The 3rd step to the eightfold path is right speech. One integral part of this is to avoid ‘idle chatter,’ something I’ve come to realize The States seems to specialize in. The other day, I asked my Thai professor, how do I say “I agree” or “You’re right” and she didn’t have an answer for me, she said we don’t really use that expression, its not necessary. I’ve found the more and more I learn about Thai language, the more this theme comes up. The arbitrary small talk question of “How are you” is rarely used, and the semi-automatic response of “Nice to meet you” is found unnecessary as well.
One of the very first words you learn in Thai however is ‘kha’ (or ‘khrap’ for men) a way to end every sentence when speaking Thai.

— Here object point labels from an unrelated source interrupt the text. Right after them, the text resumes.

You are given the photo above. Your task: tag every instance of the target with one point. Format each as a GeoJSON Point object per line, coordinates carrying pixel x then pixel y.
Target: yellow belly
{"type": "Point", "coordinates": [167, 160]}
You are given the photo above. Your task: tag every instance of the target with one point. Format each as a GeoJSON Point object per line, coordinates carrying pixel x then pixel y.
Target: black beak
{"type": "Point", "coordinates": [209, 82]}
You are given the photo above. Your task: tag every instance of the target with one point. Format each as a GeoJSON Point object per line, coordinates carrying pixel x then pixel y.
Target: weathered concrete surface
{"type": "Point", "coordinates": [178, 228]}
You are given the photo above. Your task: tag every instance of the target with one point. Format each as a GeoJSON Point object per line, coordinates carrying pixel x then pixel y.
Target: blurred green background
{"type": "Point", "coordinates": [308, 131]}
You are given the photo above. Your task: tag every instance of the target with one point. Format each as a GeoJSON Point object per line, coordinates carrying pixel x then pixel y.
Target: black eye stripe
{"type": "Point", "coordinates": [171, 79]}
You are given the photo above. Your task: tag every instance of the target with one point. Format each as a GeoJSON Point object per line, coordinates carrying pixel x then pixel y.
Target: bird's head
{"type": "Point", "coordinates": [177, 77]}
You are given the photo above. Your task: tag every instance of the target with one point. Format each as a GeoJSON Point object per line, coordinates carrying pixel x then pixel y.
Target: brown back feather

There is no way to translate it in English, I’m still unsure if there is a distinct meaning in Thai, but it simply shows respect and good intention to your words. (Look at that, Right Intention, the second step in the eightfold path). And when in doubt, you can just say ‘kha’. It’s as if Thai people don’t have the need to verbalize everything like we seem to do so often in English, instead there is more of an understanding between them that allows a simple respectful ‘kha’ to express all that needs to be understood in one syllable.
The more I study Thai language and Buddhism in Thailand, the more I’ve come to understand the intimate relationship between a people’s culture and their language, and how much of a community it can make among strangers. And so, the third step of the middle path, leading to the ultimate goal of enlightenment has made its way into the Thai language in the form of Kha.